Fig. 5.. SHP-1–deficient NK cells show enhanced activity upon crosslinking of activating and inhibitory receptors.

(A) SHP-1 abundance among NKp46⁺CD3⁻ and NKp46⁻CD3⁺ splenic lymphocytes from CreERT2^+/−Ptpn6^fl/fl mice 14 days after tamoxifen administration. (B) Experimental design. Mixed bone marrow chimeric mice were established with both WT (CD45.1⁺CD45.2⁺) and CreERT2^+/−Ptpn6^fl/fl (CD45.1⁻CD45.2⁺) bone marrow at an equal ratio. SHP-1 abundance among splenic NK cells (NKp46⁺NK1.1⁺CD3⁻) was evaluated 2 weeks after the administration of tamoxifen to the chimeric animals. (C and D) Ly49I, Ly49C, and NKG2A cell surface expression (C) and IFN-γ production and CD107a activity (D) in response to co-culture with YAC-1 cells or treatment with crosslinking anti-NK1.1 or anit-NKp46 antibodies among CD45.1⁻SHP-1⁺, CD45.1⁻SHP-1⁻, and CD45.1⁺ NK cells. Results are pooled from two independent experiments. (E) CD45.1⁻CD45.2⁺ NK cells were sorted from chimeric animals that did or did not receive tamoxifen for 2 weeks. Differentially expressed genes are determined by RNAseq analysis. (F) Representative and accumulated Ki67 expression among splenic NK cells from CreERT2^+/−Ptpn6^fl/fl and CreERT2^−/−Ptpn6^fl/fl mice with tamoxifen treatment. Results are pooled from two independent experiments. (G) Representative kinetics of Fluo-8 fluorescence (Ca²⁺ flux) after the treatment of NK cells with antibodies against NKp46 and Ly49G2. Splenic NK cells were purified from CreERT2^+/−Ptpn6^fl/fl and CreERT2^+/−Ptpn6^fl/fl mice 14 days after tamoxifen administration. Ly49G2⁺ NK cells are indicated in pink, and Ly49G2⁻ NK cells are indicated in black. (H) Ly49G2-mediated inhibition among NK cells assessed by area under curve (AUC) values of the kinetics of Ca²⁺ flux as shown in (G). Results are pooled from two independent experiments. (E to H) NK cells from Cre⁺ animals were a mixture of SHP-1–positive and –negative cells. Data are means ± SD in (C), (D), (F), and (H), n = 4, 4, 4, and 8 mice. **P < 0.01; Mann-Whitney U test (F and I) was used. Each symbol represents an individual mouse.

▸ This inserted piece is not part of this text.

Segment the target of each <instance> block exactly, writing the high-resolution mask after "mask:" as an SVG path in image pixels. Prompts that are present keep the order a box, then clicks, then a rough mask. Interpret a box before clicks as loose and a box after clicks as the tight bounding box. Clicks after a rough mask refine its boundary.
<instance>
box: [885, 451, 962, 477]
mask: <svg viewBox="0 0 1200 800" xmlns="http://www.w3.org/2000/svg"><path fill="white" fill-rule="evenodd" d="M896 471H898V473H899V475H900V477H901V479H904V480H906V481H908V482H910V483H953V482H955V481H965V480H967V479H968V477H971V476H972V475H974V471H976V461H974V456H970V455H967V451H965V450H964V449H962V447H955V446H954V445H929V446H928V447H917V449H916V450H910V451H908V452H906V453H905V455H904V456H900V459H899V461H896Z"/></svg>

Fig. 6.. The relationship between SHP-1 abundance and NK cell responsiveness.

SHP-1 is a digital regulator of NK cell responsiveness, determining the response state of a given cell. When the abundance of SHP-1 exceeds a critical threshold, as in uneducated NK cells, the EC₅₀ value for the signaling network becomes infinite and NK cells become resistant to activation, concurrently leading to the general inability to tune NK cell activity among uneducated NK cells. SHP-1 is a negative amplitude regulator in NK cell responsiveness. Subpopulations among educated NK cells with varying amounts of SHP-1 have different Pmax values (pS6), despite having consistent EC₅₀ values. The relative amounts of SHP-1 among the NK cells were established by self-MHC-class I–specific KIR and NKG2A in a dose-dependent manner for both receptors and ligands.